After riding for a bit the speedo goes to 0 and sometimes works again and sometimes doesnt. How do you test speed sensors? could it be in the CDI?
I dont want to start buying parts if that is not what it is.

Thanks,

Stretch8z


----------



## IBBruin (Feb 10, 2009)

I think there's a manual available for download here that will tell you exactly how to test it.


----------



## phreebsd (Dec 16, 2004)

yep. tells you exactly how. 
have you greased the speed sensor connector?
or at the very least, pulled it off and reconnected it?


----------



## Stretch8z (Jun 24, 2009)

I have done both. Where can I find the Manual?
I went in the the manual part, but it said Im not oked to b there.


----------



## IBBruin (Feb 10, 2009)

You have to become a subscriber to this forum. I think it's only 10 bucks for a lifetime subscription.
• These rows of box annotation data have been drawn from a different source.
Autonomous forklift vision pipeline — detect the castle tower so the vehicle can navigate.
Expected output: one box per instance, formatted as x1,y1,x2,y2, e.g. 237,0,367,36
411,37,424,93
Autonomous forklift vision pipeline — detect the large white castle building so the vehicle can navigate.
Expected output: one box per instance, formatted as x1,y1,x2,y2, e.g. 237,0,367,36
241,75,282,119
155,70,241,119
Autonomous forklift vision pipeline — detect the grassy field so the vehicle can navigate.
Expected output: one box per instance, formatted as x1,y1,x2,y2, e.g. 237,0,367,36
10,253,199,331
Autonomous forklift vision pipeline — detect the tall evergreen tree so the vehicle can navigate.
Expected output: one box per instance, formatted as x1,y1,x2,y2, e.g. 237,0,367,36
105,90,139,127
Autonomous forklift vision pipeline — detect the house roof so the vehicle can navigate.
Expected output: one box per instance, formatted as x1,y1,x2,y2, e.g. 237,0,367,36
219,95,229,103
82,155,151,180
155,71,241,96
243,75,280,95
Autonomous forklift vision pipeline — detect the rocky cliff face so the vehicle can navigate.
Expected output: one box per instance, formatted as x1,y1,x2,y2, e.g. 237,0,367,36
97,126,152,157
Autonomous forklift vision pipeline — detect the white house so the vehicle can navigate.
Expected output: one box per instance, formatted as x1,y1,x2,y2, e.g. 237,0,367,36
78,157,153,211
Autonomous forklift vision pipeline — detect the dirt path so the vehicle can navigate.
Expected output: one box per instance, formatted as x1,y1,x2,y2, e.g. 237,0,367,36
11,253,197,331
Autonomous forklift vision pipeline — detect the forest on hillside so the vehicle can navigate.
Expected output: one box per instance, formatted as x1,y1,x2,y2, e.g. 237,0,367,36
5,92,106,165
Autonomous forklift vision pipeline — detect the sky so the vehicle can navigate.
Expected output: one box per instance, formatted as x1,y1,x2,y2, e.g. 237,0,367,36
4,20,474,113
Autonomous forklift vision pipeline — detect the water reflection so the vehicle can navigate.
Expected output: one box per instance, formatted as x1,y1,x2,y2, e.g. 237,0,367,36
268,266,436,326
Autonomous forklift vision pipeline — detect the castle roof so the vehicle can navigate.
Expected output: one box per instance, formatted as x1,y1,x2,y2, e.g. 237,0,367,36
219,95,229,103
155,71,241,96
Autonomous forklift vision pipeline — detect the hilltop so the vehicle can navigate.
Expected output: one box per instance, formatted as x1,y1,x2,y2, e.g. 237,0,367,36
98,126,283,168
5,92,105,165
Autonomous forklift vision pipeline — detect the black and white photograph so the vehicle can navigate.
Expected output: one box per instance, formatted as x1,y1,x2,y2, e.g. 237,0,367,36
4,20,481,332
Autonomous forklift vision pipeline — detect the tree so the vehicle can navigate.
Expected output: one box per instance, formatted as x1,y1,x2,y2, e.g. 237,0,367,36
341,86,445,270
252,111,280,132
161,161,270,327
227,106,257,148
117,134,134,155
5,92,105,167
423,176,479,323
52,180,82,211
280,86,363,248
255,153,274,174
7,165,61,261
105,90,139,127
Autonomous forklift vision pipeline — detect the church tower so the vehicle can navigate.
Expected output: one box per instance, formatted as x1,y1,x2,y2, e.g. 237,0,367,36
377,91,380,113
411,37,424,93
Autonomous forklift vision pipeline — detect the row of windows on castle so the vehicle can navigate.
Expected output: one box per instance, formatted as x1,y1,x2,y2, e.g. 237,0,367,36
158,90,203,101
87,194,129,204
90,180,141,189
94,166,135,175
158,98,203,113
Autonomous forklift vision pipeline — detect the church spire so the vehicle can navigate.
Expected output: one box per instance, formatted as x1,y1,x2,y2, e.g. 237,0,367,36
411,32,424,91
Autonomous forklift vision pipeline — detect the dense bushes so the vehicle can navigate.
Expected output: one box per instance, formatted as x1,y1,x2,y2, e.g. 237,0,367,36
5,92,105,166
Once you become a SM, you can download all the manuals you want and there are other benefits also. Some if not all of the sponsors of this site will give you discounts if you buy something from them. there is a SM only section of the forum you'll also have access to. It's quick, simple, painless and cheap. Well worth the pocket change it takes.


----------



## Metal Man (Dec 17, 2008)

Yeah SM get full access to all the maps and manual that are on the site.And there are a bunch of them.

I see you have a 05 model.Have you fixed the buss connectors yet? If not you might want to look there for problems as well. Those are the most common electrical problem on the older model Brutes.

I copied a section from the manual that i think is what your looking for. Hope that helps.


----------



## Stretch8z (Jun 24, 2009)

Thanks alot guys!!! I will give it a shot.


----------